6 Home Projects for the Whole Family

Source: iStock

Source: iStock

With so many home projects on your to-do list before a sale or fall, the weekends are the prime time to check them off. It might seem difficult to get your tasks done while watching the kids, so why not get them involved? There are plenty of family home projects that the family can do together that leave the home looking better—and give you time to bond on the weekends.

1. Painting a Wall

Over the years, walls become stained from hands touching them, paint starts to chip off, dust builds up, and so on. So why not work together as a family to add a new layer and revitalize the walls? It’s a good opportunity to personalize, and it might be the first time since you bought the house to add a new coat of paint. You can teach your children how to use a paint roller, lay down a tarp or drop cloth and paint without getting anything on their clothes. If they’re a bit too young, dress them in old clothes. It’s a good chance for them to feel involved without worrying about a mess.

2. Making and Installing Concrete Steps

One project to improve the look of your yard is making and installing concrete steps. Using concrete mix and mold from a home improvement store, you can teach your children how to pour the mold and then personalize or decorate the stone before it hardens. Just be sure they don’t get too much on their hands. Then you can show them how to dig the holes, though you should be the one to lay the steps to be safe. It gives them a sense of responsibility and leaves your yard with a beautiful walkway.

3. Installing Solar Lights

If your porch lights don’t fully illuminate the backyard, you can buy solar light fixtures that you can install as a family. By placing one into the ground as an example, you and your children can measure where each lighting fixture should go around the backyard. It won’t require installing underground wires, as the sun will power the fixtures during the day. Your children will be able to push them into the soil easily and they don’t have too sharp of an end. You should supervise your children when they’re placing them, though, to avoid any kind of injury.

Source: iStock

Source: iStock

4. Maintaining Flower Beds

Weeding flower beds needs to be completed frequently from spring until almost winter. Parents can pay between $210 and $310 to have their lawn professionally maintained, or they could get the kids involved. Young children can find this especially fun, like it’s some kind of contest or challenge. If you show them what to look for, they can help you find all of the weeds and avoid pulling out your flowers. This could also be an opportunity to plant new flowers depending on the season. You can take them to a nursery and let them choose flowers and then help plant them. Then they can watch them grow and bloom so they have a piece of the garden to themselves.

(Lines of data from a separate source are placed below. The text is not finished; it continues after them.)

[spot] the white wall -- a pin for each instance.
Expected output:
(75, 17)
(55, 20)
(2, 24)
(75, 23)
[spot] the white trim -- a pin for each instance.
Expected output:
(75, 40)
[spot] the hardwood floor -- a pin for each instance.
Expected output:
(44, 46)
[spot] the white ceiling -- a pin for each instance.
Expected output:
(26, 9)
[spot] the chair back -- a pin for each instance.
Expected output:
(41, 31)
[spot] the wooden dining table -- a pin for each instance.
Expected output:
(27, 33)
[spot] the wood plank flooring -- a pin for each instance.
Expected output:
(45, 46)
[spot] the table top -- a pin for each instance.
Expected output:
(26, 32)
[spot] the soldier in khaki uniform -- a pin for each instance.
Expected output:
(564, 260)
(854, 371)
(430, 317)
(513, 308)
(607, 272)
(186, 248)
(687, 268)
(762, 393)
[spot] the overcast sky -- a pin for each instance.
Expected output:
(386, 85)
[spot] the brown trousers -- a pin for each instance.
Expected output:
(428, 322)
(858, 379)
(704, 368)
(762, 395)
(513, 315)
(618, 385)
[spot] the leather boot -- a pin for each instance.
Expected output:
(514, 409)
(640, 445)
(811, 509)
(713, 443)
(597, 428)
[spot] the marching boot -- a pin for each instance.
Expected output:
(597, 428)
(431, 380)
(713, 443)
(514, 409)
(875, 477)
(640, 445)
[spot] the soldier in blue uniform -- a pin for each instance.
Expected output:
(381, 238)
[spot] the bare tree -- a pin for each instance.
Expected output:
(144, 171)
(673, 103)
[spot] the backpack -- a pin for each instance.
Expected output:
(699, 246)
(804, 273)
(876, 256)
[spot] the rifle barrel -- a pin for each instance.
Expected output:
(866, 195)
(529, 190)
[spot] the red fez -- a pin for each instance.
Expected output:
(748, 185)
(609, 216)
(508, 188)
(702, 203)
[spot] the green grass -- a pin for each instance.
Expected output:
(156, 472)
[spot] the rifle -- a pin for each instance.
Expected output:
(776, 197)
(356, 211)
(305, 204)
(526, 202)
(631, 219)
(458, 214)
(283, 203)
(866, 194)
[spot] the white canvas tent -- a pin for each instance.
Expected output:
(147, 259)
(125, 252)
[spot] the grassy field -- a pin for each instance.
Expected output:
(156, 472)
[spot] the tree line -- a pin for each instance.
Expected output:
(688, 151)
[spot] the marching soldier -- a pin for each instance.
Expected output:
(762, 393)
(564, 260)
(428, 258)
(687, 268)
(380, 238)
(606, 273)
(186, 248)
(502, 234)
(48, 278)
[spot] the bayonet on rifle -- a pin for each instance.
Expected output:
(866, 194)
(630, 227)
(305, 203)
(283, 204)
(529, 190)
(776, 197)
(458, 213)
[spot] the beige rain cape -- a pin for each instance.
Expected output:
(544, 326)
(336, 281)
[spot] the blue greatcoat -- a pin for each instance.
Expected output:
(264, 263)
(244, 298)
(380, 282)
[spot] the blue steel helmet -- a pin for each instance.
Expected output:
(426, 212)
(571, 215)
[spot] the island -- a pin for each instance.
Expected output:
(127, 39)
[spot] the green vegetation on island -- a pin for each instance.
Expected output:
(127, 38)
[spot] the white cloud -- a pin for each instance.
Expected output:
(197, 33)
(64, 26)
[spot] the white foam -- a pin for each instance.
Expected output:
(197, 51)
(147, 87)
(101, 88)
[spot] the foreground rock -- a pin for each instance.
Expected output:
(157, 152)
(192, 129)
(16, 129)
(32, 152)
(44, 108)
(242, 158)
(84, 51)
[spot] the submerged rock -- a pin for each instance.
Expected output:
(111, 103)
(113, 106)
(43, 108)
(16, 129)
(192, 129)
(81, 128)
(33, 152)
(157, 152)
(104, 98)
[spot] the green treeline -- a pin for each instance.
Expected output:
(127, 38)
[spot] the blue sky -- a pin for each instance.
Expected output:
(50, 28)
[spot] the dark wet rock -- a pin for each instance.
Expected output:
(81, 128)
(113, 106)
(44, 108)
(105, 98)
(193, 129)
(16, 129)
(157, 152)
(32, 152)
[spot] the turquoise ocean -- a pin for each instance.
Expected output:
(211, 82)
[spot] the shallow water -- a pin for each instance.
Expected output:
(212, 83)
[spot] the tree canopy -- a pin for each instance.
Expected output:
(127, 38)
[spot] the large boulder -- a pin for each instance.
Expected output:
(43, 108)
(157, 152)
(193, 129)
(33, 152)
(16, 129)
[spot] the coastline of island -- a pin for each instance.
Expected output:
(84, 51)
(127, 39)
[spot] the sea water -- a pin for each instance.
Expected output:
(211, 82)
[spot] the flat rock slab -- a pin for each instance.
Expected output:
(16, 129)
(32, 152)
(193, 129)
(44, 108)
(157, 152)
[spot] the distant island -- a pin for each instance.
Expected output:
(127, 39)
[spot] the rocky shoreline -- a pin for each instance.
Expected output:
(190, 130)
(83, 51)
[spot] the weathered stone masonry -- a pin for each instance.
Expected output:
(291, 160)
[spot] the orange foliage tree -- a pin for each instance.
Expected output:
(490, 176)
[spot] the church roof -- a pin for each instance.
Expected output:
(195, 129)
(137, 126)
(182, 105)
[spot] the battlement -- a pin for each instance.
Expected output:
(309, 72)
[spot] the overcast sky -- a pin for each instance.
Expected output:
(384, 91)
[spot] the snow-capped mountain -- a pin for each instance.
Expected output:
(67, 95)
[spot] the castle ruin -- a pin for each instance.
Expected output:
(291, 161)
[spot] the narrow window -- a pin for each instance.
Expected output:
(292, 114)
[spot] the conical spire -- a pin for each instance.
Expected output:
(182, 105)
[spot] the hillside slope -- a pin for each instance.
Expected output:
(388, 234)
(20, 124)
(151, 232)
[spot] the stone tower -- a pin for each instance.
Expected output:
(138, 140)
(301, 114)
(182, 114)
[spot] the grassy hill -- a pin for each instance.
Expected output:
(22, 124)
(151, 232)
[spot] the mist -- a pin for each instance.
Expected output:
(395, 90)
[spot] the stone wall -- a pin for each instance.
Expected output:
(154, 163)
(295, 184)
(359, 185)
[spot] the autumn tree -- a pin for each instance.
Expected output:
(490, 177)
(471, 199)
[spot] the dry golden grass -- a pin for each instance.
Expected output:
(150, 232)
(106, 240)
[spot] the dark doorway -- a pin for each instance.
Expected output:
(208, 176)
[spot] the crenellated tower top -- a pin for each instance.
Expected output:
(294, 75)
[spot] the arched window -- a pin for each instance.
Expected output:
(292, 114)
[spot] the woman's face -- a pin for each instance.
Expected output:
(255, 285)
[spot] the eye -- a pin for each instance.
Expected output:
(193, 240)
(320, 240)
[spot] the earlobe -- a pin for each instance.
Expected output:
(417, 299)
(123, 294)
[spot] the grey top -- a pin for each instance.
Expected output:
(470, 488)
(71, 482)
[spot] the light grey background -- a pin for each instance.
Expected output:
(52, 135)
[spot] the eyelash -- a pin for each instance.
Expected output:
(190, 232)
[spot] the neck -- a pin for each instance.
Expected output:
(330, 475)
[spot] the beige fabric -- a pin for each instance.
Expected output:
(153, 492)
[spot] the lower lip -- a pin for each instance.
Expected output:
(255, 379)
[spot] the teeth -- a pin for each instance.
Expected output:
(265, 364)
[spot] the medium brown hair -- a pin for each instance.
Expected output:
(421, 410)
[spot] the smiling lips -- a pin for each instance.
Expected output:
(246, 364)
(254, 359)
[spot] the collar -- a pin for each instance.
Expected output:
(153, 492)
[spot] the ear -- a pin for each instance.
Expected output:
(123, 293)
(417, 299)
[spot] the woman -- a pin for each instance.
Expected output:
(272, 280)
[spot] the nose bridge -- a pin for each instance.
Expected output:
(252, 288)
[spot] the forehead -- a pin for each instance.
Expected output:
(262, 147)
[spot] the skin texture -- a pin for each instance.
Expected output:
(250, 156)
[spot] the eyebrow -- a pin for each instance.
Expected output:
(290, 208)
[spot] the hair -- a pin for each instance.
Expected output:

5. Adding New Decor to Rooms

If your living room, a bedroom, or dining room is looking a little outdated, adding new decor might be an inexpensive way to modernize rather than remodeling. Your children could have a say in the decor, especially if it’s their bedroom you’re redecorating. Take them with you to the furniture or decor store and let them pick out a few things. If the items make sense and aren’t too expensive, add them to the room so they can tell visitors they got to pick that piece. It will give them a sense of honor for having had a say.

6. Cleaning Contest

Cleaning is imperative to keeping a home in top form, and parents can have it done professionally on a biweekly basis, or they could try and do it as a family on the weekends. Although children might not always like cleaning, parents might be able to find a way to make it fun. Maybe you can make it a contest between siblings or family members, see who can do the most rooms in the quickest amount of time. This could appeal to younger children who enjoy competing. It might be even better if you do it in teams, where it’s one parent with one child on each team to ensure everything is actually clean in the end.